Author(s): Baroncello JB, Czeczko NG, Malafaia O, RibasFilho JM, Nassif PA,
Abstract Share this page
Abstract BACKGROUND: In general surgery, the repair of abdominal wall hernias has a prominent place, and the indications and uses of meshes have increased due to better results. AIM: To compare the repair of induced abdominal wall defects with Parietex and Surgisis meshes, in direct contact with abdominal viscera (intraperitoneal mesh). METHOD: For the experiments, were used 16 female young adult rabbits. Two full thickness triangular defects of 2 cm base by 2.5 cm high were created, lateral to the linea alba, one at each side. They were repaired with rectangular meshes of 3 cm base by 3.5 cm high, on the right side with Parietex mesh (polyester/collagen-polyethylenglycol-glycerol), and on the left side with Surgisis mesh (lyophilized porcine small bowel submucosa).

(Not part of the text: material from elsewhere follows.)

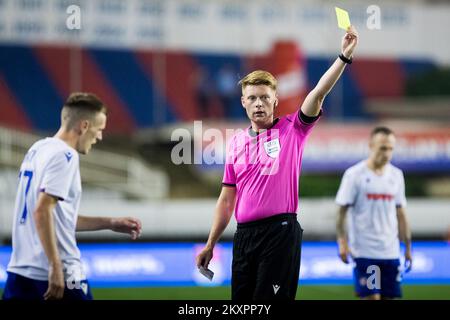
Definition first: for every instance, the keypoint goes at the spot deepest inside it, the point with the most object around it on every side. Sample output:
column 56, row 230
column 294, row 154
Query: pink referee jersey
column 266, row 168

The evaluation included clinical-surgical findings as well as histological and immunohistochemical parameters. Eight rabbits were subjected to euthanasia after 30 days, and the eight after 60 days. RESULTS: Both meshes induced skin erosions, despite the varying levels of mesh undermining evaluated, no incisional hernia occurred. There were peritoneal adhesions to the surface of both types of meshes after 30 days and in a lower extent and intensity after 60 days. Meshes' shrinking correspond to 1/3 of the original size and Parietex caused less inflammatory process at the histologic evaluation. Deposition of collagen type I presented no significant difference between the meshes, but deposition of collagen type III was more intense after 60 days, in both groups. Regarding collagen's rearrangement, the production of MMP8 was higher on Parietex after 30 days, and MMP13 enzyme was increased after 60 days, in both meshes (significant only for Parietex). CONCLUSION: Both meshes were efficient in the correction of abdominal wall defects, and with similar results, but Parietex presented less inflammatory process and greater amount of matrix-metalloproteinases MMP8 and MMP13 than Surgisis.